Nothing appears ready to expand its audio lineup with a wallet-friendly over-ear model dubbed Headphone (a), and early leaks point to a notably lower price than the brand’s debut full-size cans. If accurate, the move would mark a calculated push into the mainstream where value and design have to work in lockstep.
What the Latest Leak Suggests About Pricing and Colors
French outlet Dealabs, echoed by Notebookcheck, reports that Headphone (a) could land at €159 in Europe and £149 in the UK, roughly half of what the flagship Headphone 1 commanded at launch. Four colorways are said to be on the table: black, white, pink, and yellow, signaling a broader style play beyond the more restrained palette used previously.

While no official specs have surfaced, the pricing alone hints at a model designed to undercut established mid-range competitors without abandoning the brand’s signature transparent aesthetic. Sources also suggest preorders would arrive shortly before retail availability, indicating a straightforward rollout once the announcement hits.
Positioning in a Crowded Mid-Range Headphone Market
At €159/£149, Nothing would be planting a flag in the same territory as Sony’s WH-CH720N and JBL’s Tune and Live series. For context, Sony’s WH-CH720N typically lists near $149 with lightweight construction, ANC, and up to 35 hours of battery life with noise canceling on. JBL’s Tune 770NC often hovers between $129 and $149, touting 70 hours with ANC off and roughly 40–44 hours with ANC on. Anker’s Soundcore Space One has also disrupted this bracket with strong ANC and a list price frequently under $149.
The mid-range is where unit volumes concentrate. Retail trackers such as Circana (formerly NPD) routinely show sub-$200 headphones dominating sales by units, while premium models capture more revenue. On the broader wearables front, IDC has consistently reported hearables accounting for well over 60% of global wearable shipments, underscoring how much of the market sits within mainstream price points.
Features Likely on the Table for Nothing Headphone (a)
Nothing’s Headphone 1 drew attention with KEF-tuned audio, robust ANC, LDAC support, and headline battery life up to 80 hours. Hitting roughly half the price means Headphone (a) will almost certainly trim somewhere—materials could shift to more plastic, ANC might use fewer microphones, and codec support may lean on AAC and SBC rather than LDAC. Multipoint Bluetooth and a dependable companion app are likely; spatial audio and premium-grade adaptive ANC would be less certain at this tier.
Battery life could become the swing factor. If Headphone (a) lands near 40–60 hours (ANC off) and maintains 30+ hours with ANC on, it will match or exceed many rivals in the bracket. Weight and clamp force will also matter: the CH720N, for instance, wins fans with a notably light build, while overly rigid headbands can be deal-breakers in long sessions.
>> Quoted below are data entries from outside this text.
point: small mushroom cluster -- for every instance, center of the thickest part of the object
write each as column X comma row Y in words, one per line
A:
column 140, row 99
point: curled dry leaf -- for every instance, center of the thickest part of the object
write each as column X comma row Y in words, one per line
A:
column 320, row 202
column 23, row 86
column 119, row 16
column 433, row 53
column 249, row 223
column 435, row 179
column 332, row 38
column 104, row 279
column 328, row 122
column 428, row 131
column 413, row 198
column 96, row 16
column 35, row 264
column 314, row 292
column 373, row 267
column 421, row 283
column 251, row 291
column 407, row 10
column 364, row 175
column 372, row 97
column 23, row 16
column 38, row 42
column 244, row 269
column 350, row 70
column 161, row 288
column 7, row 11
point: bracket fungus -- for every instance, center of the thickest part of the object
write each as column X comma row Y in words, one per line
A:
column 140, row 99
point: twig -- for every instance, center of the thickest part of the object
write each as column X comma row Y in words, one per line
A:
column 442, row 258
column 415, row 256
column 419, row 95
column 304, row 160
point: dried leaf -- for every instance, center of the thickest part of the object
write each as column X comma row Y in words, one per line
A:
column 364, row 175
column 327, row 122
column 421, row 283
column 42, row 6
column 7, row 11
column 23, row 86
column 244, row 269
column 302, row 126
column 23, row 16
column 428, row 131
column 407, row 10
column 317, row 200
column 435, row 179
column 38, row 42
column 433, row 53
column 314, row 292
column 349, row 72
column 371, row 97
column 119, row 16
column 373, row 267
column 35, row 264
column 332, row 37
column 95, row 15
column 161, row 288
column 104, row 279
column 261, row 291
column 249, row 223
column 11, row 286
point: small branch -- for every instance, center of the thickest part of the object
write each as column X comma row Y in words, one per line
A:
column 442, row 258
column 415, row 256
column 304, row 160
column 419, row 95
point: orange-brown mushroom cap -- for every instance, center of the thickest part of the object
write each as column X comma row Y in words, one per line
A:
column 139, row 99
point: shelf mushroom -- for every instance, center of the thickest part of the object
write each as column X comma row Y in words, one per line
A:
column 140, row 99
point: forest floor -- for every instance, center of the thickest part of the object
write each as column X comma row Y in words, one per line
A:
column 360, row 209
A Calculated Step For Nothing’s Portfolio
The rumored pricing mirrors the brand’s recent playbook in earbuds, where models like Ear (a) opened the door to wider audiences without abandoning the design-first identity. A lower-cost over-ear could do the same for fans who admired the transparent aesthetic but balked at premium pricing, helping Nothing expand from a design-forward niche into volume-driving SKUs.
It also creates a laddered portfolio: Headphone 1 can remain the showcase for higher-end features, while Headphone (a) operates as the accessible entry point. That segmentation is standard for category leaders and gives Nothing flexibility to iterate faster without confusing the lineup.
Key Questions Before the Reveal and Official Details
There are several details that will determine how disruptive Headphone (a) really is. Audio tuning is the big one: even if KEF collaboration doesn’t carry over, a well-balanced default curve and stable app EQ could be enough to win the price tier. ANC quality, wind handling, and transparency mode fidelity will also separate it from typical mid-range fare.
Connectivity and durability could be deciding factors. Look for Bluetooth 5.x with a stable multipoint, reliable voice call performance with beamforming, USB-C fast charging, and at least basic water resistance. If Nothing can deliver those fundamentals alongside the brand’s eye-catching design at the leaked price, it becomes an easy shortlist pick for value-focused buyers.
Nothing has not confirmed pricing or specifications, and launch timing remains unofficial. Still, the consistency of recent leaks—and the strategic logic behind a sub-€160/£150 model—suggests Headphone (a) could be the company’s most important audio release yet, taking its signature look into the heart of the mainstream market.